Automatic discovery of authoritative sources and article URLs for knowledge pack creation

The LLM Seed Researcher uses Claude Opus 4.6 to intelligently discover authoritative sources for any domain, then employs multiple strategies to extract article URLs for knowledge pack creation.

Overview

Building knowledge packs manually requires identifying authoritative sources and extracting article URLs—a time-consuming process. The LLM Seed Researcher automates this workflow by:

  1. Discovering Sources: Using Claude to identify the most authoritative sources for a domain
  2. Extracting URLs: Employing multiple strategies (sitemap, RSS, crawl, LLM) to find article URLs
  3. Validating URLs: Checking accessibility and content type
  4. Ranking URLs: Scoring by authority, recency, and content quality

Quick Start

Prerequisites

Set your Anthropic API key:

export ANTHROPIC_API_KEY="sk-ant-..."

Standalone Research

Discover sources and article URLs for a domain:

wikigr research-sources "quantum physics" --max-sources 10 --max-urls 100 --output research.json

Integrated Pack Creation

Create a knowledge pack with automatic source discovery:

wikigr pack create --auto-discover "climate science" --pack-name climate-science-expert

Usage

Command: wikigr research-sources

Research authoritative sources for a domain.

Syntax:

wikigr research-sources <domain> [options]

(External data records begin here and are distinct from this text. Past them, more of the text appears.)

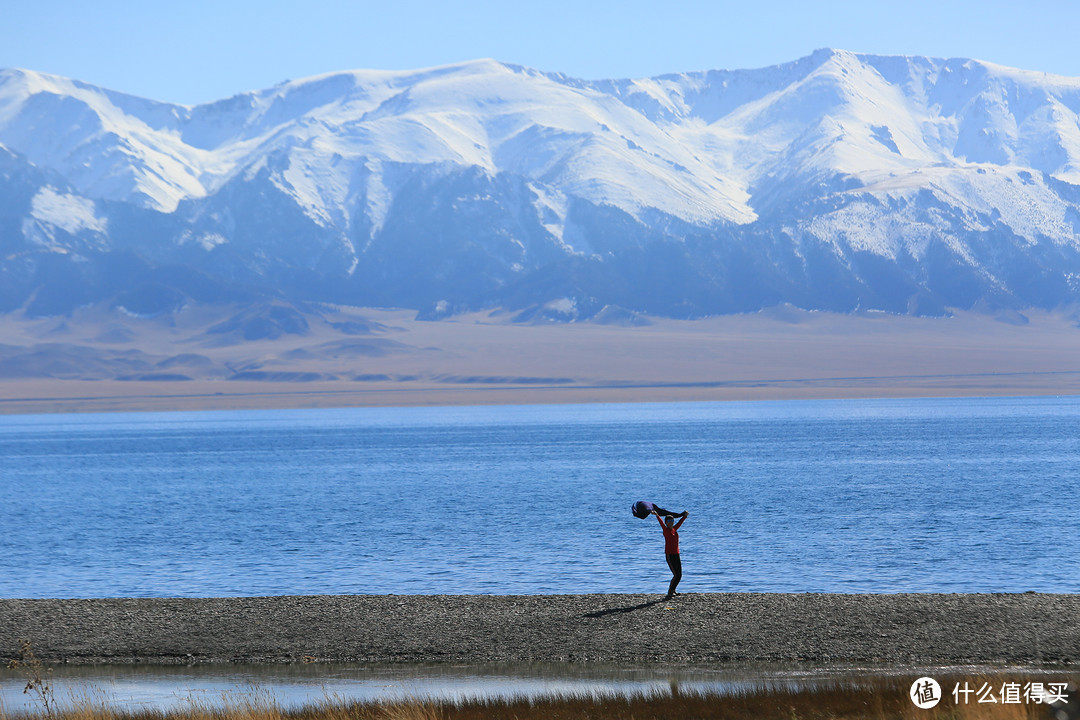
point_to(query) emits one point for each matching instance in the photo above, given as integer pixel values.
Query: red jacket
(671, 535)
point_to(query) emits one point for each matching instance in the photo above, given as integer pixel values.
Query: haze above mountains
(839, 181)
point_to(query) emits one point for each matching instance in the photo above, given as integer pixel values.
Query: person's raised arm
(685, 515)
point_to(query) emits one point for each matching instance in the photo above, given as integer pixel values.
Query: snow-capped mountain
(838, 181)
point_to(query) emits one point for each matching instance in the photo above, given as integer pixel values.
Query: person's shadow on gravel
(611, 611)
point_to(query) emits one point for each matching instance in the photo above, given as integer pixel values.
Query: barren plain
(275, 356)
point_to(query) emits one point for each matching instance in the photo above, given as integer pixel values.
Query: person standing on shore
(670, 528)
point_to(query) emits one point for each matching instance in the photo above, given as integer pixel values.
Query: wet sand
(905, 628)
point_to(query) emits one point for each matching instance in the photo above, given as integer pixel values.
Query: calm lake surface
(847, 496)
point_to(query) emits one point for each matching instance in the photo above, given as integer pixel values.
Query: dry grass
(875, 698)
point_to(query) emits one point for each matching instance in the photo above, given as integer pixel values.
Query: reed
(873, 698)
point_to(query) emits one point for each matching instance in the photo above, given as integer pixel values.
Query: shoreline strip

Arguments: - domain: Topic or domain to research (e.g., "quantum physics", "machine learning")

Options: - --max-sources N: Maximum sources to discover (default: 10) - --max-urls N: Maximum URLs per source (default: 100) - --output FILE: Save results to JSON file - --validate: Validate all URLs (slower, default: false) - --no-cache: Skip cache, always use fresh LLM calls

Examples:

# Basic research
wikigr research-sources "artificial intelligence"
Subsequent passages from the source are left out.